# Melamine adhesive



## Bob Willing

I am gluing melamine edge to surface. Can I use gorilla glue and is it better than Titebond Melamine Glue? I will also be securing the joint with melamine fastners. I ran a sample glue up and when I broke the joint the glue held because it pulled the melamine saurface off and I had exposed composit board. I rough up the melamine surface before I applied the glue.


----------



## cabinetman

The recommended glue for melamine is Roo Glue. There are others that will also work to some degree. Polyurethane glues like Gorilla Glue, and Titebond III will also work to some degree. A two part epoxy will also work to some degree. The problem with melamine is there is a non porous surface. In addition to that a butt joint would be the weakest.

For a high stress joint, a method I use is to dado the board just enough to break through the surface, like 1/8" deep. Doing that will give a much better joint for even Titebond II to work well. If fasteners can be used the joint will be held until dry. Clamping also works well.


----------



## Bob Willing

Thanks 

For two of the largest joints I have made a dado 1/8 deep so I guess I am on going in the right direction. I'l see if I can find roo glue.


----------



## AndyDuframe

One thing I've noticed about gluing any kind of composite is how much and how quickly it soaks up glue into the fibers...much more than solid wood. That means I usually go too light with the glue, and end up with a weak joint. To avoid this problem, I just put on a "pre-coat" of glue, let it soak in awhile, then add another final coat before clamping.


----------



## Bob Willing

I have followed your advice with the dados and I also found fastners that are just for this type of board from McFeelys in Madison, WI. They are for MDF and Melamine. I also am using Titebond Glue III and am using enough glue because it has flowed out where I had to clean it up with a rag. Thanks for the advice. I find your advice very helpful.



cabinetman said:


> The recommended glue for melamine is Roo Glue. There are others that will also work to some degree. Polyurethane glues like Gorilla Glue, and Titebond III will also work to some degree. A two part epoxy will also work to some degree. The problem with melamine is there is a non porous surface. In addition to that a butt joint would be the weakest.
> 
> For a high stress joint, a method I use is to dado the board just enough to break through the surface, like 1/8" deep. Doing that will give a much better joint for even Titebond II to work well. If fasteners can be used the joint will be held until dry. Clamping also works well.


----------



## adhesive tape

Double-sided foam tapes are gaining ground in the furniture industry. They are used to attach profiles, decorative trim, and facias efficiently and securely, and also to secure goods for transportation.Try them once.


----------



## Julian the woodnut

Damned spammer! Get outta here with that crap!


----------



## rrich

Let me toss a few things out here for general discussion.

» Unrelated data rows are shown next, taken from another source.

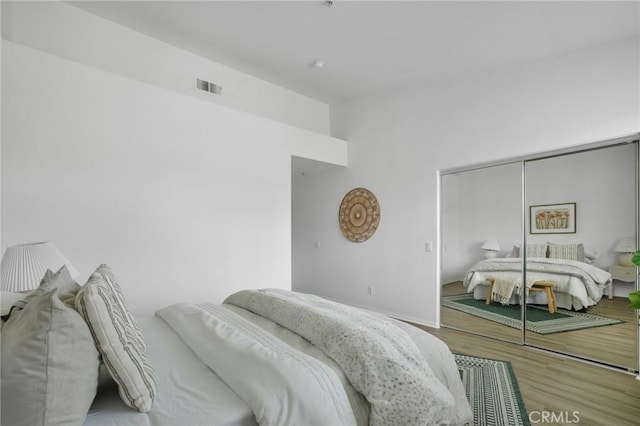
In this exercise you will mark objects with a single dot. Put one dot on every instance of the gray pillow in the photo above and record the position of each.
(49, 363)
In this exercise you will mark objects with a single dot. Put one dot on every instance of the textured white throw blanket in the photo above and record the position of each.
(380, 360)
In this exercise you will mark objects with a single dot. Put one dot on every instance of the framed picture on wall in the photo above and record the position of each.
(552, 219)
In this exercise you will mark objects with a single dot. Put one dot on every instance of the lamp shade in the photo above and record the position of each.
(23, 266)
(626, 245)
(491, 245)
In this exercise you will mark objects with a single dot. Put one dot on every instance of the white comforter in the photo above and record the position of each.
(345, 378)
(583, 282)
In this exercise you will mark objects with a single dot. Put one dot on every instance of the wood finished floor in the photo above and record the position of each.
(560, 385)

We very rarely glue melamine to melamine. (e.g. The white plastic surface to the white plastic surface.) The only place that I'm aware of this is when gluing back pine to the back of a cabinet or when two pieces of melamine are glued together to increase thickness. The best glue for this is (as Mike said) ROO glue. I've not tried the Titebond melamine glue, however Franklin makes good adhesives so I'm sure their glue would work well.

Melamine is usually bonded to a particle board substrate. When gluing an edge of a melamine sheet into a dado (or rabbet) cut into another sheet of melamine, this is *not* a melamine to melamine joint. The joint is particle board to particle board. For this joint, I prefer Titebond II. It works very well. When 3/4" melamine, 1/4" dados and tight dados, clamping is usually enough to hold a carcass together. I personally will shoot 1-1/2", 16 gage finishing nails into the joint "just to hold until the glue dries".  I have built a few cabinets where the nails would show. In these cabinets just clamps and cauls were used for the assembly process.

Just a note about melamine. Usually the sheets are between 1/128" and 1/64" over the nominal. Make your dados about 1/64" over and use a 120 grit sanding block to bevel the edges of the melamine sheet. The beveled edge will slide nicely into the dado. I almost always cut the dados on my table saw using a stacked dado. A snug fitting dado is surprisingly strong after the glue dries.


----------